I’ve been kicking the tires on a new bicycle — one called a “hybrid” — and while I haven’t bought it yet, I do think it might be good for my health.
The “hybrid” moniker doesn’t mean the bicycle has an electric motor to help me pedal around. What hybrid means, in this case, is that it is built for comfort, not speed. It has plenty of gears so a rider needn’t get worn out by pedaling too hard. The seat is comfortable. The handlebars are situated so that the rider can sit upright rather than bending over like Lance Armstrong and those other racers do when they ride. It is a little like the Buick of bicycles.
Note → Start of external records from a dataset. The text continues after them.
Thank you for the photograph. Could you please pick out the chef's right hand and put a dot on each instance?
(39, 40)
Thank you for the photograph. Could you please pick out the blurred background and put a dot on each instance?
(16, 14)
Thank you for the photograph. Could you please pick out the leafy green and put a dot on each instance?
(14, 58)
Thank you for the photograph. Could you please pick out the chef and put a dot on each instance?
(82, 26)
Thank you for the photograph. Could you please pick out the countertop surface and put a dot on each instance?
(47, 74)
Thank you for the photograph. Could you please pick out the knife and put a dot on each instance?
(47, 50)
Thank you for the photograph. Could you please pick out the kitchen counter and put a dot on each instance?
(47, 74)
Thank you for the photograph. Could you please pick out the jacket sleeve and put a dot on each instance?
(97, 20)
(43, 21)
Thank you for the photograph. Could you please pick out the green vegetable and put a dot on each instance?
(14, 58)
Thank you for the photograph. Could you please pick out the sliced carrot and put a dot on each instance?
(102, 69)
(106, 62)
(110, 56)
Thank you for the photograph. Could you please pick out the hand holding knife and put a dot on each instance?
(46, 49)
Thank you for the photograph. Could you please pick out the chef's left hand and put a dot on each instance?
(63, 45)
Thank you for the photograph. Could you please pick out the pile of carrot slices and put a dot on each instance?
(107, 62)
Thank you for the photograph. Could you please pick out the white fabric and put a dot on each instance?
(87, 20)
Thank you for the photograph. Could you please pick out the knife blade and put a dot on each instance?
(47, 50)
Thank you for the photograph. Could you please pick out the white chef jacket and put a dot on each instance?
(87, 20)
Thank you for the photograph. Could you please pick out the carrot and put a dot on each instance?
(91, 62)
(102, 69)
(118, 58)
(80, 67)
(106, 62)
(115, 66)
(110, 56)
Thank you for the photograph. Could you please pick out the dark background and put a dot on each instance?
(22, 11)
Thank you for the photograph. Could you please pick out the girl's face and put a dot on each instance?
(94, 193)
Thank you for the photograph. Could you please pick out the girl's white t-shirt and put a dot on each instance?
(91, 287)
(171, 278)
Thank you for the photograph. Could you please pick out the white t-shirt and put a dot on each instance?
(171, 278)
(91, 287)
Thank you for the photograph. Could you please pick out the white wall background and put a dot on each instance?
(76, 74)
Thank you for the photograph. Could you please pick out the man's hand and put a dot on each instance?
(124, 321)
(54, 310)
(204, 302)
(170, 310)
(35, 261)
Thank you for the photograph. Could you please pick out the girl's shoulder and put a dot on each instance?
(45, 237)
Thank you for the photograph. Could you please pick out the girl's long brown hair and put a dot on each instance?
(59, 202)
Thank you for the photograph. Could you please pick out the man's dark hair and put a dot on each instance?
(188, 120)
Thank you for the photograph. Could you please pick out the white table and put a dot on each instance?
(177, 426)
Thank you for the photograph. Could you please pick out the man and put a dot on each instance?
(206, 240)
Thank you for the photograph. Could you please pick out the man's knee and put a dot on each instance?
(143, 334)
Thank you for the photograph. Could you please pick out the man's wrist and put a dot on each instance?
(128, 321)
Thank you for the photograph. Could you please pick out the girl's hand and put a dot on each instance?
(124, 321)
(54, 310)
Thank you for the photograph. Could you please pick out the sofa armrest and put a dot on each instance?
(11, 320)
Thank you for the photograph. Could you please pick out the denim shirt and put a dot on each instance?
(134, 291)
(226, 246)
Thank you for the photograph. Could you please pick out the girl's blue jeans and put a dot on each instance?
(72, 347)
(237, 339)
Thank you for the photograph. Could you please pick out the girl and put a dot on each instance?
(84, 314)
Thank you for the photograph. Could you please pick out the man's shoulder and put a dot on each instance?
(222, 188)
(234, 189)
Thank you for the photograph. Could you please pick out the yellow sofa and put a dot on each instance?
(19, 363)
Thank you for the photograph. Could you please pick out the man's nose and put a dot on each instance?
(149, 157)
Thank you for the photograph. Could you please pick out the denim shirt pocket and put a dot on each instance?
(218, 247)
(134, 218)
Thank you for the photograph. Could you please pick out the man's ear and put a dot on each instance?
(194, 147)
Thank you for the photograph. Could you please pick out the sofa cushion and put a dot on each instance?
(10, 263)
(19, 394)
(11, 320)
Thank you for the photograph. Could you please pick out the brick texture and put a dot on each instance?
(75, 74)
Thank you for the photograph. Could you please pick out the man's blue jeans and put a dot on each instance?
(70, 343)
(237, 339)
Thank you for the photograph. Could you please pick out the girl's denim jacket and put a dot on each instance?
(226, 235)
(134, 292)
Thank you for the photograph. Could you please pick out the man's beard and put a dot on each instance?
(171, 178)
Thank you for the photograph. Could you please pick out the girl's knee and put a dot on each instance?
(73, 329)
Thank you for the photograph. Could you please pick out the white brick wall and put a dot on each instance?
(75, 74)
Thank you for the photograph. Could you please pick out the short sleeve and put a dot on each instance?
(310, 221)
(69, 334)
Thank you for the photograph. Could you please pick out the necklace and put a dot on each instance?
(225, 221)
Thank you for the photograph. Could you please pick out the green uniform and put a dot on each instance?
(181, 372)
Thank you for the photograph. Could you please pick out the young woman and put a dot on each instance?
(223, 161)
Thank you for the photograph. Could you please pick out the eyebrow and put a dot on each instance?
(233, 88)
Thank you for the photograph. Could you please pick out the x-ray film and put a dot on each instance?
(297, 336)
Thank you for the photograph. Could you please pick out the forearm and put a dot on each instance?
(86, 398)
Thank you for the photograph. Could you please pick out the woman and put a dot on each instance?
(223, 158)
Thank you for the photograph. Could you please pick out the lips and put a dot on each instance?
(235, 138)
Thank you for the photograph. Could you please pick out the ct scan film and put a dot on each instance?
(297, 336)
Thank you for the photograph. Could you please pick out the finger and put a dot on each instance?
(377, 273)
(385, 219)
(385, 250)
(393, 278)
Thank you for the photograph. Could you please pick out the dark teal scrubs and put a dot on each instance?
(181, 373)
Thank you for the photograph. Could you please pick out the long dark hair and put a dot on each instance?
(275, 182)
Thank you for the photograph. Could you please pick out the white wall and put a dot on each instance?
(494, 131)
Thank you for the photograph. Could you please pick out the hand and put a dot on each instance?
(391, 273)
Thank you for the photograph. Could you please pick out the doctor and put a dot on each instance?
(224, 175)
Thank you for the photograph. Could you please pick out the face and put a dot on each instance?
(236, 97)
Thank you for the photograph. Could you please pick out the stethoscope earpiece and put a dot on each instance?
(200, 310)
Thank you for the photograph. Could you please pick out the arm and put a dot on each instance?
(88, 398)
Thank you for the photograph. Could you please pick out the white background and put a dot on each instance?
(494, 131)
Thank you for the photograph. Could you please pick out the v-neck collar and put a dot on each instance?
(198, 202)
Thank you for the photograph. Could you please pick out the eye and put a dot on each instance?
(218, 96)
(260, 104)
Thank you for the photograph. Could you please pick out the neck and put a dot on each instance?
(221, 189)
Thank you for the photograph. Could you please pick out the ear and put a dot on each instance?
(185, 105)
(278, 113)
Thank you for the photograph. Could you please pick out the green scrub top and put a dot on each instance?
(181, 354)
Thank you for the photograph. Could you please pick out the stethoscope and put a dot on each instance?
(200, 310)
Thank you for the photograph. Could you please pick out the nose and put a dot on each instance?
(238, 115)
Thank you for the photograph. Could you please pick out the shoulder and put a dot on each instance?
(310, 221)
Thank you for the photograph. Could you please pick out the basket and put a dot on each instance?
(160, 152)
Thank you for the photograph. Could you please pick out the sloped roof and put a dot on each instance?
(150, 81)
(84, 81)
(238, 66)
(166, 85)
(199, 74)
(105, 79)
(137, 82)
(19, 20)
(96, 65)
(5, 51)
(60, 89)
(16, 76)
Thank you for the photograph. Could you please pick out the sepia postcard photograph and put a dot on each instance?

The price, “nicely equipped,” as they say, will be between $500 and $600. It is by no means the most expensive bicycle in the shop. You can spend a lot more than that if you want your bike to be made of carbon fiber and weigh no more than a deck of cards.
That all seems a little spendy to me, so I am still pondering the purchase. But it is not nearly as spendy as a bicycle I saw featured in a recent issue of Architectural Digest. That bicycle has an electric booster motor on it, extra-good brakes and very nice styling. It costs $9,000.
Who knew bicycles had gotten so expensive? A person used to be able to buy a Schwinn for $100, or a Huffy for even less, but now Schwinns and Huffys are manufactured by somebody else.
As a kid, I had a bike called a Rollfast, the Hopalong Cassidy model. It was heavy and hard to ride, but would have survived a collision with a train locomotive. You still could buy a Rollfast if you wanted one — from a vintage bicycle shop. They stopped making them in 1972.
If you see me bicycling down the street one of these days, please don’t laugh.